The icons of design from our favorite cult films
The exhibition in Treviso for eDesignFestival
That between cinema and design has been an indissoluble liaison, capable of giving life to that magic made up of details that create suggestions and sets that describe eras and moods.
There are many design objects that have become co-stars in all respects of the films that have seen them as “actors”, managing to define a style, as well as to create imaginary spaces. Surely, the 007 film saga would not have been as successful without its ultra design sets that anticipated many trends in the 60s, helping to launch evergreen products, then copied by many other brands, such as the Barcelona armchair by Ludwig Mies Van Der Rohe beautifully combined with the Eileen Gray‘s E1027 coffee table.
Another example is the Tolomeo: designed in 1987 by Michele De Lucchi with Giancarlo Fassina, it stars in the film American Psyco (2000). Bestseller of the Artemide brand and winner of the Compasso d’Oro in 1989, it is inspired by the classic spring table lamps, combining a traditional shape with innovative technologies and materials.
Another design icon, designed by the brothers Achille and Pier Giacomo Castiglioni starting in 1962 for Flos, the Taccia is one of the most famous lighting products ever designed. We find it in the film Dillinger is dead by Marco Ferreri (1969). A famous quote from Achille Castiglioni affirms in 1987: “This is an interesting lamp due to its history, and because someone today confuses it for a post-modern object. This amuses us a lot, because it is from 1962 and my brother and I had no intention of making a post-modern lamp.”

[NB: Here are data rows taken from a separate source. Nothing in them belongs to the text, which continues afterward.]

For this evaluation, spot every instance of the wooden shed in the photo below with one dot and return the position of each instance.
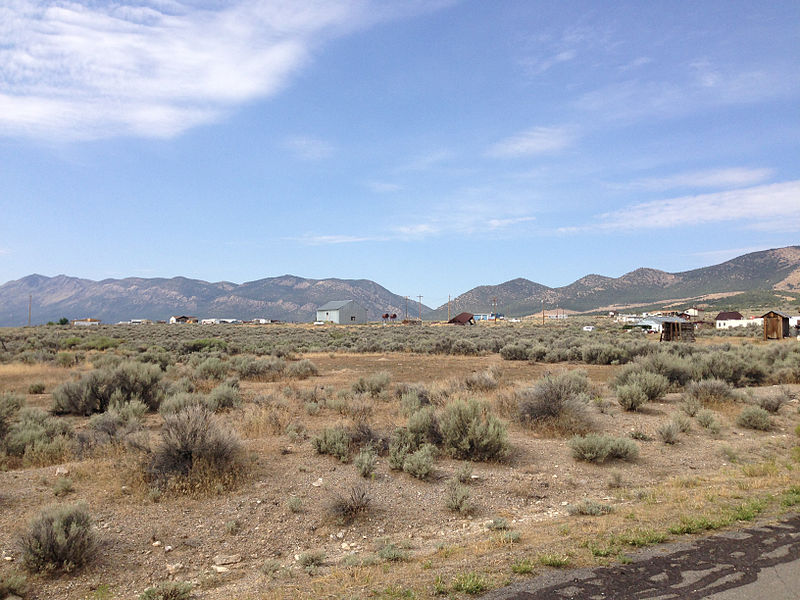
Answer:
(463, 319)
(675, 329)
(776, 325)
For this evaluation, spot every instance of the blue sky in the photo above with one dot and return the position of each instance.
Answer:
(430, 146)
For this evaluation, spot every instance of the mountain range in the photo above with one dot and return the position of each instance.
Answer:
(769, 275)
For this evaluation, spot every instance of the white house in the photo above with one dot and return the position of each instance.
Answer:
(731, 323)
(342, 312)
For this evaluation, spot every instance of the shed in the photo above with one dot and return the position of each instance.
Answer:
(776, 325)
(342, 312)
(730, 315)
(463, 319)
(675, 329)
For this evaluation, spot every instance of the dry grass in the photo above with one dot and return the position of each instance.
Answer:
(651, 495)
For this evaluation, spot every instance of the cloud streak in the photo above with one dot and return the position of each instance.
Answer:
(538, 140)
(713, 178)
(767, 206)
(155, 68)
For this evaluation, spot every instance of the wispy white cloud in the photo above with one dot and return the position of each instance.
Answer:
(713, 178)
(538, 140)
(471, 218)
(84, 70)
(308, 148)
(425, 161)
(326, 240)
(383, 187)
(700, 86)
(767, 206)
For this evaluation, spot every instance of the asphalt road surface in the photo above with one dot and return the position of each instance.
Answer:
(758, 563)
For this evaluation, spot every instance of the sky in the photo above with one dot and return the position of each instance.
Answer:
(429, 145)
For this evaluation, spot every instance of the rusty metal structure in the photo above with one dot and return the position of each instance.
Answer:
(776, 325)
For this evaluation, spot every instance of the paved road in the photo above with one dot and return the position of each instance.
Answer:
(763, 562)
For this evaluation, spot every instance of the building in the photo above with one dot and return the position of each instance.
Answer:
(342, 312)
(218, 321)
(671, 328)
(87, 322)
(463, 319)
(776, 325)
(182, 319)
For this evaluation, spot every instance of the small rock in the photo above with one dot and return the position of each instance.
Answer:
(227, 559)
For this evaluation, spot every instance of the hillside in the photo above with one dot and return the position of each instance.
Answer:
(286, 298)
(769, 275)
(769, 278)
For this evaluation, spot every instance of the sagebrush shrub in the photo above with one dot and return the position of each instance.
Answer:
(514, 352)
(36, 431)
(59, 539)
(95, 390)
(177, 402)
(754, 417)
(335, 441)
(772, 403)
(373, 384)
(709, 391)
(707, 419)
(470, 431)
(222, 397)
(599, 448)
(302, 369)
(10, 404)
(168, 590)
(457, 497)
(365, 462)
(668, 433)
(419, 464)
(13, 584)
(211, 368)
(557, 401)
(631, 396)
(194, 437)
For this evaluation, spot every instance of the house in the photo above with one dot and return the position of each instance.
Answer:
(218, 321)
(672, 329)
(182, 319)
(675, 329)
(776, 325)
(87, 322)
(342, 312)
(463, 319)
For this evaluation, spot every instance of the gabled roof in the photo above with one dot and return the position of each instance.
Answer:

Or let’s think of a Clockwork Orange by Stanley Kubrik (1971) in which there is the iconic Valentine typewriter, born in 1968 from the design of Ettore Sottsass and Perry King. Part of the permanent collection of the Museum of Modern Art in New York, it’s an important point of a reference of Italian design as well as a symbol of the historical moment in which it was born.
The Egg Chair by Arne Jacobsen and Fritz Hansen (1958), a superb example of innovative design, is the protagonist in Ben Stiller’s film Zoolander (2001). Designed in 1958 to furnish the lobby of the Royal hotel in Copenhagen, it is still successfully produced today in different versions and colors. Its elegant egg shape encloses all of the designers’ inspirations, from the avant-garde of De Stijl’s Neoromanticism to the instances of the Bauhaus and the rigor of the Scandinavian style.
Another cult design object that has added value and charm to many cinematic stories is the legendary Eames Lounge Chair designed by Charles a Ray Eames for the furniture company Hermann Miller (1956). Protagonist of the film comedy Hope Springs (2012), it was the first armchair in history designed for a high-end market, also exhibited at the Museum of Modern Art in New York.
Leaving Hollywood for Rome, the wonderful Eames Plastic Chair, designed by Charles and Ray Eames, produced by Vitra in 1948, identifies the dream home of the film Perfect Strangers by Paolo Veronese (2016). In fact, almost all of the entertaining plot of the film takes place around the table surrounded by these iconic chairs.
These furnishing elements and other design icons are the protagonists of the exhibition “The design of cinema. Unforgettable objects” part of eDesignFestival 2021 curated by Luciano Setten and set up at the Santa Caterina Museum in Treviso until November 7, 2021. A tribute to the other major exhibition housed in the museum complex, as well as the National Salce Collection Museum, which tells the most beautiful posters in the history of the big screen through the work of the last “painter of cinema”, the great Renato Casaro.